Entrevista:O Estado inteligente

quarta-feira, agosto 02, 2006

CELSO MING Suave fracasso

ESTADO

Se não há o que mudar na atual política econômica, pode-se, pelo menos, mudar as cabeças. O ministro Guido Mantega é prova cabal disso, como ontem ficou demonstrado no 3º Fórum de Economia da Fundação Getúlio Vargas (FGV).

Antes de assumir o cargo de ministro, Mantega era um proeminente crítico da política econômica do governo Lula. Ontem, ele mostrou enorme entusiasmo com o que está acontecendo. Está em curso, disse ele, um novo ciclo de desenvolvimento sustentável, com estabilidade de preços, responsabilidade fiscal e redução da vulnerabilidade externa. Não há novo projeto a alinhavar; o projeto é manter a marcha do modelo atual, que desembocará em mais riqueza, mais emprego, mais salário e melhor distribuição de renda.

Mantega mudou seu ponto de vista sobre outra questão crucial: câmbio. Para ele, estão errados os que identificam uma valorização do real diante do dólar, consensual entre os exportadores. Para incredulidade geral, Mantega exibiu um gráfico colorido onde ficou demonstrado que, em comparação com as moedas de 15 países para os quais o Brasil exporta, o real está no mesmo nível de janeiro de 1994 (pouco antes do Plano Real) e de janeiro de 2000 (já na livre flutuação). Conclui-se que estão equivocados os que sustentam que está tudo errado no câmbio.

Mas a questão central debatida ontem foi se o Brasil, como estado-nação, tem condições de formular e desenvolver uma estratégia nacional de desenvolvimento, como teve no período entre os governos Vargas e Geisel.

O ex-ministro e embaixador Rubens Ricupero identifica dois modelos básicos. O que está sendo posto em prática neste governo e no anterior, que, para evitar o termo "neoliberal", chama de "projeto estabilizador"; e o outro que, para evitar o termo "nacionalista", chama de "projeto desenvolvimentista".

Para Ricupero, os principais objetivos da atual política econômica são obter grau de investimento para os títulos da dívida pública brasileira (confiança máxima), aprofundar a inserção financeira internacional e deixar que o mercado defina que setores irão se expandir. O projeto exige âncora cambial (dólar relativamente barato) e juros altos.
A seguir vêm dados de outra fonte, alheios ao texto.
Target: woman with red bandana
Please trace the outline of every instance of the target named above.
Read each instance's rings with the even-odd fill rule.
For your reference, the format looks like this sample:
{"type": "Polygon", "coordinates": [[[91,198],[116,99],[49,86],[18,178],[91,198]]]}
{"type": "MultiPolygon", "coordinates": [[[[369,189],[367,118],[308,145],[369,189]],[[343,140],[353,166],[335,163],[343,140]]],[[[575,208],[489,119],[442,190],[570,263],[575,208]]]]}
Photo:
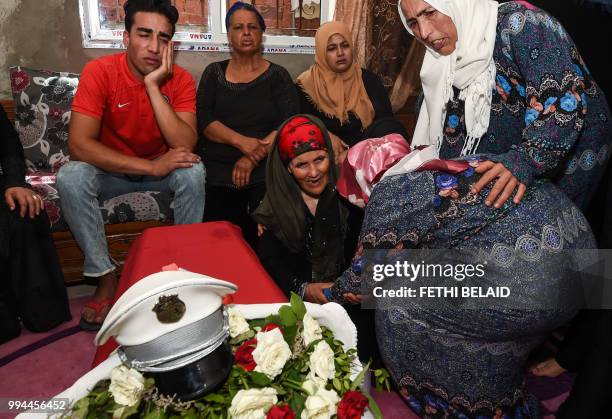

Os desenvolvimentistas querem forte intervenção do Estado, incentivos para a expansão de setores industriais, juros no porão, real permanentemente desvalorizado diante do dólar (para incentivar exportações) e Banco Central postado junto à porteira para decidir a qualquer momento que capitais podem entrar ou sair do País.

Ricupero entende que não há condições políticas para levar adiante uma proposta dessas. Para ele, uma coalizão formada por técnicos do governo, empresários, trabalhadores e políticos (aí incluídos a CUT e o PT - "porque eles acabaram aceitando") sustenta o modelo atual, o estabilizador, que, para todos os efeitos, é um projeto nacional. Não há possibilidade de mudar. No máximo, pode-se enxertar uma proposta inovadora, mas "será no tronco desta árvore".

No contraponto, o professor Gilberto Dupas, crítico do "pensamento hegemônico", entende que só haverá crescimento sustentado se o Estado brasileiro seguir os caminhos trilhados por China, Índia e Rússia, eleger políticas ativas de desenvolvimento e os colocar em marcha à moda antiga. O professor de Ciência Política, da USP, Cícero Araújo, advertiu que políticas nacionalistas exigem esforço extra e tendem a apoiar governos autoritários. Políticas neoliberais encorajam regimes democráticos.

O historiador Luiz Alberto Moniz Bandeira pareceu escandalizado com a observação de Ricupero de que o modelo "neoliberal" possa ser considerado projeto nacional. "É comandado por brasileiros, mas estão a serviço dos Estados Unidos." O professor Paulo Nogueira Batista Júnior, da FGV, pediu mudança de rumos e uma política econômica focada no desenvolvimento dos interesses da América do Sul e não no dos Estados Unidos.

O economista Patricio Meller, da Universidade do Chile, estranhou a idéia de uma estratégia sul-americana: "Os argentinos não são confiáveis. Acertaram com o Chile uma política energética comum, mas caíram fora quando bem entenderam."

A mensagem final é a de que se pode chamar o atual modelo de "suave fracasso" (pelo baixo crescimento), como observa Ricupero, mas uma mudança importante está fora de cogitação, como mostra o debate eleitoral.